Bunny with a Toolbelt is the alter ego of Portland artist Hilary Pfeifer, who has been quietly building her small army of critters for the past few decades. The business name evolved during a time in the 1990’s when she was fond of making random public appearances in a bunny suit made from an antique chenille bedspread. It became the perfect business name to embody her love of working with a wide variety of found and conventional art materials.
Hilary is excited to have a solid art presence in Portland’s Alberta Arts District with her Window of Wonders. As a 5th generation Oregonian whose great-grandfather built many of the churches and homes in that area, she has lived in the Sabin neighborhood since 2002. As President of a small, now defunct nonprofit organization called Art on Alberta, she led a team of volunteers to bring many permanent art works to the Alberta Arts District and, in 2010, mounted an exhibition of the work of Oregonian Thelma Johnson Streat, the first African American woman to be in the permanent collection of the Museum of Modern Art in New York City. This fall she will open her Alberta-adjacent studio to the public on the second and third weekends of October as part of Portland Open Studios.
Growing up in Oregon made a big artistic impact on Hilary, whose family spent most of their weekends and vacations exploring the state’s natural areas from their Eugene home. When she was five years old, Oregon adopted its legendary bottle recycling bill, and Hilary could see the direct impact this made on her immediate surroundings, and how one person could make a difference. As Hilary grew as an artist, she often looked to reclaimed materials as a source, and started her first business in the late 1980’s using leftover clay from her job in a ceramic jewelry company. The business was throwing away the excess scrap every day, but Hilary soon started bringing them home, drying them out and reconstituting them into a rainbow of colored porcelains. Night classes in ceramics at the University of Oregon helped her to learn more about the properties of clay, and she soon built her first business selling work to around 50 galleries and bookstores around the country. She continued honing her skills at many respected institutions across the country, including the Penland School of Crafts, Haystack Mountain School of Crafts, Maude Kerns Art Center, and Sitka Center for Art and Ecology.

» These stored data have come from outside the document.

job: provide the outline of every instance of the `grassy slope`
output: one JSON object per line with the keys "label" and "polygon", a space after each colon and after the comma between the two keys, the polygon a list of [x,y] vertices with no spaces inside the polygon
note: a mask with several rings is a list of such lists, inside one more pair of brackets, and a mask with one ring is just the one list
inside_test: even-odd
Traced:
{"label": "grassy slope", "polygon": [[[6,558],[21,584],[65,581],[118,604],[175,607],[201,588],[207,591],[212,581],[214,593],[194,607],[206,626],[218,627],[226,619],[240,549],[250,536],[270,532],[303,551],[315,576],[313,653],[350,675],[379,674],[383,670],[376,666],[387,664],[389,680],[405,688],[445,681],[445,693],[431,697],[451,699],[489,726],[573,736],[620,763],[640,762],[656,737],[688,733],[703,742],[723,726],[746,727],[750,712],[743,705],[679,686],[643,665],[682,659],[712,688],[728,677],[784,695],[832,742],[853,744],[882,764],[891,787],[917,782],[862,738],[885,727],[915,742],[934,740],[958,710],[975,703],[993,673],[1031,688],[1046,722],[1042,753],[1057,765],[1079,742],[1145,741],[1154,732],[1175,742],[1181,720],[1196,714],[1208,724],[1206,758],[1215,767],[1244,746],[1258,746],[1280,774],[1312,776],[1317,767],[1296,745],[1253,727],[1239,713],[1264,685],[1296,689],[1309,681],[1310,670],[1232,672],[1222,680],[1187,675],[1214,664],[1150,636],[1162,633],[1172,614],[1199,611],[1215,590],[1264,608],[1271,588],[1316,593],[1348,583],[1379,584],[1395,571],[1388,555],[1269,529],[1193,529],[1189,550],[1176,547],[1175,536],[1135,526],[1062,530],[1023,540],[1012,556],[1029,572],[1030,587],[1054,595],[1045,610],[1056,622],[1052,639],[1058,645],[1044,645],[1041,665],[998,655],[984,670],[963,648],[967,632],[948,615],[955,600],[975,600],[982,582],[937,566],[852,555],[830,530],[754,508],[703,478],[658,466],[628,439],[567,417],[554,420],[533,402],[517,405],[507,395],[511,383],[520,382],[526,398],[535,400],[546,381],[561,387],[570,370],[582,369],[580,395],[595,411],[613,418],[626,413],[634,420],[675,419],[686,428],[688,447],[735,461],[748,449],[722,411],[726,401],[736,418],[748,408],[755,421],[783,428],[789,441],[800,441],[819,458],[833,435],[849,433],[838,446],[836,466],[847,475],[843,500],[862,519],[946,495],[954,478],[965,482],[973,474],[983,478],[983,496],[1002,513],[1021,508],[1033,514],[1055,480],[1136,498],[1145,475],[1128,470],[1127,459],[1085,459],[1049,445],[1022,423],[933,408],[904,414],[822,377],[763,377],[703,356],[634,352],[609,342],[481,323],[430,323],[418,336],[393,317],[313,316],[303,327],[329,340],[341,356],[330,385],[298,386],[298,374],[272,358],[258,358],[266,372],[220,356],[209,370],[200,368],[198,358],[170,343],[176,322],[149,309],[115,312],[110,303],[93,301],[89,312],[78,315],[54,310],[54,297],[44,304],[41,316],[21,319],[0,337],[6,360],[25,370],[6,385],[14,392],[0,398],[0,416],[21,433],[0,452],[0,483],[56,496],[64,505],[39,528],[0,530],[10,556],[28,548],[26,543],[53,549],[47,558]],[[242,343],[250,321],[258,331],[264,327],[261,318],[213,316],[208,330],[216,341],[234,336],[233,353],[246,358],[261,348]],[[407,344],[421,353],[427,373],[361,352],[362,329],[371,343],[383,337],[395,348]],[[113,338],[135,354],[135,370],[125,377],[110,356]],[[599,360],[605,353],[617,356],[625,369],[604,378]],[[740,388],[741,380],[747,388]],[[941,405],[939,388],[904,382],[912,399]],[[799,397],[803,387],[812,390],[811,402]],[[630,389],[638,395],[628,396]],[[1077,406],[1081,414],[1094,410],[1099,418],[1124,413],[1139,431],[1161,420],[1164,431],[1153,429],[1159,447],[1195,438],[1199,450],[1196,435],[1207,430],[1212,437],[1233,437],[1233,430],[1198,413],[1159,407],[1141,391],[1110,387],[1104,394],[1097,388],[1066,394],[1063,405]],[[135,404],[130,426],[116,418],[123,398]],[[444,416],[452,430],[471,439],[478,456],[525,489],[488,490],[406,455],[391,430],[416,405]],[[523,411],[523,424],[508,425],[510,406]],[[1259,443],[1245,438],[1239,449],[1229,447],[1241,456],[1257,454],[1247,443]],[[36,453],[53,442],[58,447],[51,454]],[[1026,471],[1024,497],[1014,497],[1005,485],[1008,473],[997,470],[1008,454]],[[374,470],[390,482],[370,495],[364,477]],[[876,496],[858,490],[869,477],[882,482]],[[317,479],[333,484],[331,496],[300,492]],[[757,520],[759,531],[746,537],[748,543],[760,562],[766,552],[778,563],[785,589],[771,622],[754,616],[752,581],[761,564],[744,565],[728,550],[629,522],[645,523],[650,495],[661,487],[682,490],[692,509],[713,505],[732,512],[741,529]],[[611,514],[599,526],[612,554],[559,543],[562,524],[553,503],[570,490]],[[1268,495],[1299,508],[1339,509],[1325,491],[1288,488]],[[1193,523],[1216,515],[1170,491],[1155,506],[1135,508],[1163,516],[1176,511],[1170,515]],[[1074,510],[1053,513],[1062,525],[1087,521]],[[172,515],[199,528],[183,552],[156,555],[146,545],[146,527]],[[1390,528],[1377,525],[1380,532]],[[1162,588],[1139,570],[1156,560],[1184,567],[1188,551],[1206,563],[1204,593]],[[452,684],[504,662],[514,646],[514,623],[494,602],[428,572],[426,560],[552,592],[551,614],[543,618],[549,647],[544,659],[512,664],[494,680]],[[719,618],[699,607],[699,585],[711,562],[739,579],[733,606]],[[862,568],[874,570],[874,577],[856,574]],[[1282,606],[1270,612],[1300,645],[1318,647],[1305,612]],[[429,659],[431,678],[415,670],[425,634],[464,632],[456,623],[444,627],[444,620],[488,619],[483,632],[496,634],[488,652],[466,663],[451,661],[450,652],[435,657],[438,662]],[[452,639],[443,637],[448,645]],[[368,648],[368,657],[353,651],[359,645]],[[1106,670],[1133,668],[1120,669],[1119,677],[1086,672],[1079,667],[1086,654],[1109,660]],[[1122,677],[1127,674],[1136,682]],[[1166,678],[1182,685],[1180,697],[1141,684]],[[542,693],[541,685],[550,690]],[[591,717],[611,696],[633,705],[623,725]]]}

In her late 20’s, Hilary moved to Portland to finish her degree at Oregon College of Art and Craft, adding woodworking and metalsmithing to her skillset. An early adopter of Etsy, she has established a loyal online following of thousands of collectors. Hilary’s work has been featured in American Craft Magazine and is part of many important collections, including the Museum of Contemporary Craft, the Center for Art in Wood, Pixar director Lee Unkrich, and the White House. She has also created many permanent public art pieces around the Portland area at such locations as the Randall Children’s Hospital, Trimet’s Orange Max Line, and one opening this fall at the Garlington Health and Wellness Center in NE Portland.